The US Department of Homeland Security (DHS) on Monday announced detailed guidance for software companies and others writing code to avoid the most widespread and serious vulnerabilities in software. Working with non-profits and the private sector the Department has come up with a list of the most troublesome threats and procedures for organizations to lessen these.
The DHS' National Cyber Security Division has issued a list of software vulnerabilities called the Common Weakness Enumeration, developed a scoring system and risk analysis framework for evaluating the seriousness of the flaws and prioritizing the weaknesses, and released a top-25 list of the most dangerous software errors.
The list includes high-level overviews and examples of each of the vulnerabilities, common consequences of the problem, likely modes of detection and attack and potential alleviation for each type of attack at various steps in the software development process.
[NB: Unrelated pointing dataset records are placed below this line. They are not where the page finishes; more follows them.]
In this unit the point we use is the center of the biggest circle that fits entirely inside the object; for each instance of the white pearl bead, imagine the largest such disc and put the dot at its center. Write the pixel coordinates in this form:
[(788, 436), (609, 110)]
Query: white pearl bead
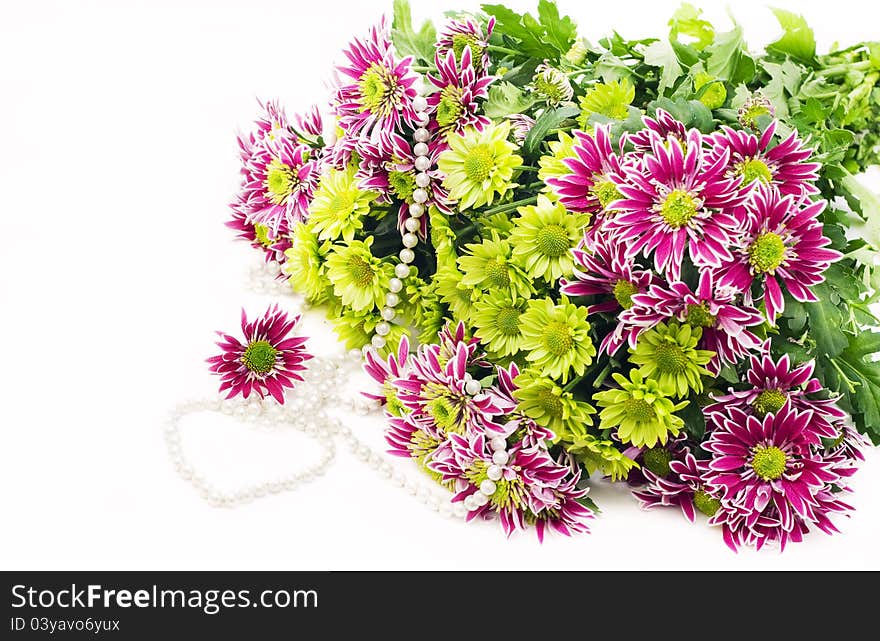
[(494, 472), (410, 240), (487, 487)]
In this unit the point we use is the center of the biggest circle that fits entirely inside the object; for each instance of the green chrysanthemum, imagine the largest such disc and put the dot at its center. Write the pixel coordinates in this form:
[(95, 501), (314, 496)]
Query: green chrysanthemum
[(557, 338), (339, 205), (459, 297), (669, 355), (541, 399), (498, 323), (479, 165), (306, 264), (640, 409), (359, 279), (610, 99), (543, 237), (488, 267)]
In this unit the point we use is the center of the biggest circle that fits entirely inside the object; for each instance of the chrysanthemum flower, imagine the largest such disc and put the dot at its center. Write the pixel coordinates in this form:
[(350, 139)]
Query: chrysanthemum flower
[(769, 462), (459, 35), (782, 241), (542, 400), (640, 410), (668, 354), (783, 165), (683, 485), (678, 200), (594, 173), (382, 90), (488, 265), (359, 279), (268, 361), (306, 264), (459, 86), (712, 308), (339, 205), (557, 337), (479, 165), (543, 237), (775, 384), (497, 322)]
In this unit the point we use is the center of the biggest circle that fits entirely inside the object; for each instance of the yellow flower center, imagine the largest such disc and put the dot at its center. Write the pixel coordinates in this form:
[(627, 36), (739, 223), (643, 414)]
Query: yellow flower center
[(769, 462), (259, 357), (767, 252)]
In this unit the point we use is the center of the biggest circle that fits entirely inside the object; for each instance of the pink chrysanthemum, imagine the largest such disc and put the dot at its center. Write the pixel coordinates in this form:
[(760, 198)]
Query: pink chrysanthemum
[(677, 199), (268, 361), (751, 158), (712, 307), (533, 488), (459, 35), (382, 90), (593, 184), (773, 484), (775, 384), (781, 242), (683, 486), (454, 104)]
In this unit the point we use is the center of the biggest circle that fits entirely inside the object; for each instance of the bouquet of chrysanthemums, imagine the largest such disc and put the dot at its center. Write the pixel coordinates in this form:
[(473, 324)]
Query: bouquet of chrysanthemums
[(646, 261)]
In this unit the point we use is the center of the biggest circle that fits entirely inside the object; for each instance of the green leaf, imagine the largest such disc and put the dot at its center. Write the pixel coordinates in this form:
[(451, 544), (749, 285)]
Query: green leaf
[(407, 41), (797, 40), (546, 124), (506, 99), (661, 54), (687, 21)]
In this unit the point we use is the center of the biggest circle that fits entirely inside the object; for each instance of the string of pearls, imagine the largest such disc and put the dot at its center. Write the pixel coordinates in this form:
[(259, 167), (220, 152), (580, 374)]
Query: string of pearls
[(410, 236)]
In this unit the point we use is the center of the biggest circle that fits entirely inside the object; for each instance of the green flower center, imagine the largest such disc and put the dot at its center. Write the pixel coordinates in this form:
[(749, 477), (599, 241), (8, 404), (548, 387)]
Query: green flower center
[(670, 358), (259, 357), (769, 402), (678, 208), (378, 87), (623, 292), (657, 460), (449, 109), (606, 192), (479, 162), (361, 271), (700, 316), (281, 180), (558, 338), (767, 252), (753, 169), (507, 321), (402, 183), (769, 462), (552, 241), (705, 503), (639, 410)]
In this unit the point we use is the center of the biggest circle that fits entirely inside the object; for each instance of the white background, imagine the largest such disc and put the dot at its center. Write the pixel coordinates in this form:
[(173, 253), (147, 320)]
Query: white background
[(117, 159)]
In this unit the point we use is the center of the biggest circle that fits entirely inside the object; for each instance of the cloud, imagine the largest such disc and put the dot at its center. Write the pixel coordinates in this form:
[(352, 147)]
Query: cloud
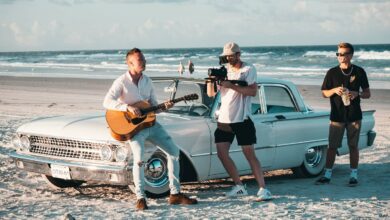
[(8, 2)]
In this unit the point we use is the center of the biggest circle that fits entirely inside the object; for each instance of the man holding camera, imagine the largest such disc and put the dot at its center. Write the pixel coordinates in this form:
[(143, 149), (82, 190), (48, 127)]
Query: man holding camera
[(234, 120)]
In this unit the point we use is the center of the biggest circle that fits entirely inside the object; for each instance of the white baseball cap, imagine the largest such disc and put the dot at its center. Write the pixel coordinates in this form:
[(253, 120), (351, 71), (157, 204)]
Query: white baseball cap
[(230, 48)]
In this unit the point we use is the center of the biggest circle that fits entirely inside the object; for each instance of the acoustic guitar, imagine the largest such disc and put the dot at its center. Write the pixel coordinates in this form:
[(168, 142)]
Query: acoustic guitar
[(124, 125)]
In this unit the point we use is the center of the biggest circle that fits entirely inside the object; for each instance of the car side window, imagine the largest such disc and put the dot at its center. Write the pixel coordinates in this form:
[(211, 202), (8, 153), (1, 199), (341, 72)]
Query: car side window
[(278, 100)]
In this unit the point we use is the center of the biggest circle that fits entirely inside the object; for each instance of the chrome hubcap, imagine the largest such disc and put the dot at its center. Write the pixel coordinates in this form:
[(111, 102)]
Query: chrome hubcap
[(156, 172), (314, 156)]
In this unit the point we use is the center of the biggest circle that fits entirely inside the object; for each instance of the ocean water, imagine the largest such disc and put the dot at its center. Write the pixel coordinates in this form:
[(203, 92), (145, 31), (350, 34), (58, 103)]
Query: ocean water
[(301, 64)]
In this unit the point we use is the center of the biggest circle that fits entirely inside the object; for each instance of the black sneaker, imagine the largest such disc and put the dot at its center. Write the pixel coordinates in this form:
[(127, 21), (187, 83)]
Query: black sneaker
[(352, 182), (323, 180)]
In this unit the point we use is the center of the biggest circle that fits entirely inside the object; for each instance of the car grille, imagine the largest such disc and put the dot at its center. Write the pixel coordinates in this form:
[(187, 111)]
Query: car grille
[(66, 148)]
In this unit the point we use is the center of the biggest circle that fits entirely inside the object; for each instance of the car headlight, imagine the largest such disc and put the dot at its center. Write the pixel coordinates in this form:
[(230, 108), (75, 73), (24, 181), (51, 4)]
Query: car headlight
[(25, 143), (16, 141), (106, 153), (121, 154)]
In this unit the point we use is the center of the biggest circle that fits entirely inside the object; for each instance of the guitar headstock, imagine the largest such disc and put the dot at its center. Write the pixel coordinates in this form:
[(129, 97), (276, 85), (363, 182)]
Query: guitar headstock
[(190, 97)]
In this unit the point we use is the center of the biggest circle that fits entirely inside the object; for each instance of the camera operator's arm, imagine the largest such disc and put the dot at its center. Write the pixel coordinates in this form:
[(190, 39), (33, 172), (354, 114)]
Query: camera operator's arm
[(250, 90), (211, 90)]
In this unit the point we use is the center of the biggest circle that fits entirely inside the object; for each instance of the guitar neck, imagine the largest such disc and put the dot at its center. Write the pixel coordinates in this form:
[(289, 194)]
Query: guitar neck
[(160, 106)]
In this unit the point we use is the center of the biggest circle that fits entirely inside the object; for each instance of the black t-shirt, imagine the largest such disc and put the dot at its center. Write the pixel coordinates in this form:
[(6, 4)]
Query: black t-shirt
[(354, 81)]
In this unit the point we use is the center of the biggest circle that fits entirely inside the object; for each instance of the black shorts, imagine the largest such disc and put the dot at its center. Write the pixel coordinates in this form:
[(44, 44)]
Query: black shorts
[(245, 132)]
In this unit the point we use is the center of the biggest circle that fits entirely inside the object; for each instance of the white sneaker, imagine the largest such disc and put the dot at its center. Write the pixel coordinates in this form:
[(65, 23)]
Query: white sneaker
[(237, 190), (263, 195)]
For this path-breaking work the DHS teamed up with technology research non-profits as well as a number of private sector organizations.
It is expected that the Common Weakness Enumeration, top-25 list, and the scoring system will now allow users to compare weaknesses, educate themselves and help prioritize security-related work.
Analysts point out that this is not the first release of the top-25 list or of the Common Weakness Enumeration, but certainly is the first one that provides a detailed and data-intensive look at vulnerabilities making it significantly more useful than previous versions.